On mesure mal, aujourd'hui, l'exploit que représentait le maintien de tels réseaux dans un monde sans écritureÉcritureSystème de signes conventionnels servant à fixer durablement la langue ou l'information ; son apparition (vers 3300 av. J.-C.) marque, par convention, la fin de la préhistoire.→, sans monnaie, sans institutions permanentes. Tout reposait sur la mémoire, sur la parole, sur les liens de parenté et d'alliance patiemment entretenus. Chaque objet exotique retrouvé dans un campement raconte silencieusement une histoire de voyage, de rencontre et de confiance, l'histoire d'une humanité déjà profondément sociale, capable de tisser des solidarités à l'échelle d'un continent. Le Gravettien, en ce sens, n'est pas seulement une culture matérielle : c'est le témoignage d'une manière d'habiter le monde, faite de mobilité, d'échange et d'appartenance.
Le crépuscule d'un monde et l'héritage gravettien
Toutes les cultures ont une fin, et le Gravettien ne fit pas exception. À mesure que le climat basculait vers le Dernier Maximum Glaciaire, ce paroxysme du froid où les glaces atteignirent leur extension maximale, les conditions de vie se durcirent encore. Une partie de l'Europe septentrionale devint inhospitalière, presque invivable, et les populations humaines se replièrent vraisemblablement vers des zones plus clémentes, ces refuges méridionaux du sud-ouest et du sud-est du continent où la vie restait possible et où se concentrèrent les groupes survivants.
C'est dans ce contexte de bouleversement climatique que le Gravettien laisse progressivement place à d'autres traditions. À l'ouest, le Solutréen émerge, avec ses admirables pointes foliacées taillées à la perfection, véritables prouesses de taille du silex. À l'est et au sud, l'Épigravettien prolonge l'héritage gravettien dans une continuité plus marquée, conservant nombre de ses traits techniques et symboliques. Ces transitions ne furent pas des extinctions brutales, des disparitions de peuples, mais des transformations, portées par des populations qui s'adaptaient, se déplaçaient et réinventaient leurs manières de vivre face à un climat en mouvement rapide.

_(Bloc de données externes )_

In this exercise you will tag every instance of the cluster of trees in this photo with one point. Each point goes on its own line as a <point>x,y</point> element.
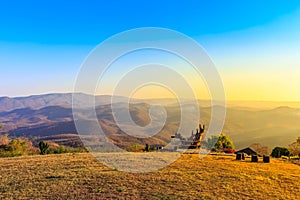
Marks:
<point>20,147</point>
<point>17,147</point>
<point>219,143</point>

Que nous reste-t-il du Gravettien, plus de vingt millénaires après sa disparition ? Un héritage matériel d'une richesse exceptionnelle, d'abord : des Vénus qui comptent parmi les plus anciennes œuvres d'art figuratif de l'humanité, des sépultures qui révèlent la complexité de rapports sociaux insoupçonnés, des innovations techniques comme la première cuisson de l'argile ou le redressement de l'ivoire. Mais aussi, et peut-être surtout, la preuve éclatante que nos lointains ancêtres, confrontés à l'un des environnements les plus rudes que l'humanité ait connus, ne se contentaient pas de survivre : ils créaient, ils pensaient, ils honoraient leurs morts et se représentaient eux-mêmes, inscrivant dans l'ivoire et l'argile les premières traces d'une conscience esthétique et symbolique.
Le Gravettien nous tend un miroir vertigineux. Dans ces figurines d'ivoire et ces tombes chargées de perles, nous reconnaissons quelque chose de profondément humain, un besoin de sens, de beauté et de mémoire qui traverse les âges glaciaires et nous relie, par-delà l'abîme du temps, à ces chasseurs de la steppe à mammouths. Leur monde a disparu, englouti par le dégel et l'oubli, mais leurs mains d'artistes nous parlent encore. Comprendre le Gravettien, c'est accepter de contempler ce que l'humanité a de plus ancien et de plus durable : sa capacité à donner du sens au monde, à créer de la beauté et à défier l'oubli, même au cœur du plus grand froid que notre espèce ait affronté.